Brydone manager Joss Smith and her husband have experience in bovine dairy as well as traditional sheep and beef farming. She says they’re both new to sheep milking. This is her first season at Brydone and she is constantly learning.
They are currently milking 2500 of the 4000 ewes on the farm. They start at 5am and finish around 9. She says it is extremely labour intensive in comparison with bovine dairying.
The sheep are milked on a double herringbone shed. The animals are encouraged into the shed with a small feed of barley but otherwise they are totally grass fed.
The farm is “constantly” lambing. A lambing beat is done most mornings, they shed out those ewes that haven’t lambed and move them on. Ewes that have lambed are brought into the colostrum mob. Joss says Blue River prefers if the lambs that have ewes are left in the colostrum mob for four days or eight milkings.
Colostrum milk is fed back to the lambs. All the ewe lambs are raised. Male lambs are an unwanted byproduct and sold to whatever market they can find for them. Joss says just raising the ewe lambs is a mammoth job.
In mid-November they were starting their third lambing and will wean around 800 lambs. The ewes will only lamb once a year unless they’ve dried off early.
Pasture measurement is done once a week. Joss says another of the challenges with sheep milking is managing the feed wedge and overall pasture management. She says one of the other farms is using supplement but Brydone isn’t doing that. They do a weekly pasture measurement towing a pasture meter behind a ute.
Jazz says the industry has a lot of potential and offers itself as a saviour of the sheep industry, but it needs R & D.
He cites the French government funded project for improvement in sheep flocks that supplies the milk for Roquefort cheese. The breed there is the Lacuna, which hadn’t historically been a good milking breed.

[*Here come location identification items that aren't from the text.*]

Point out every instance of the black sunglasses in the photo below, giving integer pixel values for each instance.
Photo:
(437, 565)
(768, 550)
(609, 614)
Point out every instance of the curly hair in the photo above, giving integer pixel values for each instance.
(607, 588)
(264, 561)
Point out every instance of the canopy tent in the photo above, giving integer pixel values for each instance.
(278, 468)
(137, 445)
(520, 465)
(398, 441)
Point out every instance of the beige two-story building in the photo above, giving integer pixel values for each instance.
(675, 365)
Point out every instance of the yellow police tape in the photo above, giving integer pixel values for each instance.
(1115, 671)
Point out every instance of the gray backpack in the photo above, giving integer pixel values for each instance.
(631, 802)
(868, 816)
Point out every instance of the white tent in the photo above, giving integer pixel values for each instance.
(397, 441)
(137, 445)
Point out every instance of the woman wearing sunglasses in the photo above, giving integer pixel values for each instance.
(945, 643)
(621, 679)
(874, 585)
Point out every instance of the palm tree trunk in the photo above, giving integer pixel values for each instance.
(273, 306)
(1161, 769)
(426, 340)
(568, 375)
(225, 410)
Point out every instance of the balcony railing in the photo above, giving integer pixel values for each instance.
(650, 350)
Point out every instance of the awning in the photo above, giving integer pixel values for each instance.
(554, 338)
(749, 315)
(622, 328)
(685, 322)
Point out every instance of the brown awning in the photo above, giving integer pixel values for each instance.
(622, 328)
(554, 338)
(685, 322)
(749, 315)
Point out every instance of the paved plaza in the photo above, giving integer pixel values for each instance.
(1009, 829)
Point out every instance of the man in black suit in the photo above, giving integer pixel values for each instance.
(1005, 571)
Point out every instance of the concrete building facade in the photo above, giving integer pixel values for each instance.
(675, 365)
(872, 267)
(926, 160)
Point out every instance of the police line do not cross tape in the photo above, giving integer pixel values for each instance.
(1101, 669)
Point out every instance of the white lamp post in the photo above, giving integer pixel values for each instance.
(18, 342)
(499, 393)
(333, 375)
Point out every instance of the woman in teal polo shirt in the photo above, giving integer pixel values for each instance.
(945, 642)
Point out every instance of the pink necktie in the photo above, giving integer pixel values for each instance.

In the 1990’s a rigorous selection programme was organised by a government agency, which included artificial insemination of several million ewes. A vast amount of government support for recording ewe performance on the progeny – along with improved knowledge of animal management and nutrition – and enthusiastic support by farmers – led to an improvement of over 6% per year in milk yield on an annual basis. Jazz says that example makes a strong argument “for coordination and cooperation in an industry has massive potential.”
A $6M collaboration between AgResearch, University of Otago, Callaghan Innovation, Ferrier Research Institute at Victoria University of Wellington and three industry partners: Blue River Dairy, Kingsmeade Cheese and Waituhi Kuratau Trust is looking to improve the local industry.
One focus of the research is “design of feeding systems that increase the net volume of harvested milk and maximise desirable components; improve sheep nutrition and health outcomes over the whole lifespan of the animal; and allow weaning as early as possible without affecting performance in later life.”
Another area of research is determining the environmental footprint of farms so that any statements about sheep dairying in NZ are based on hard data.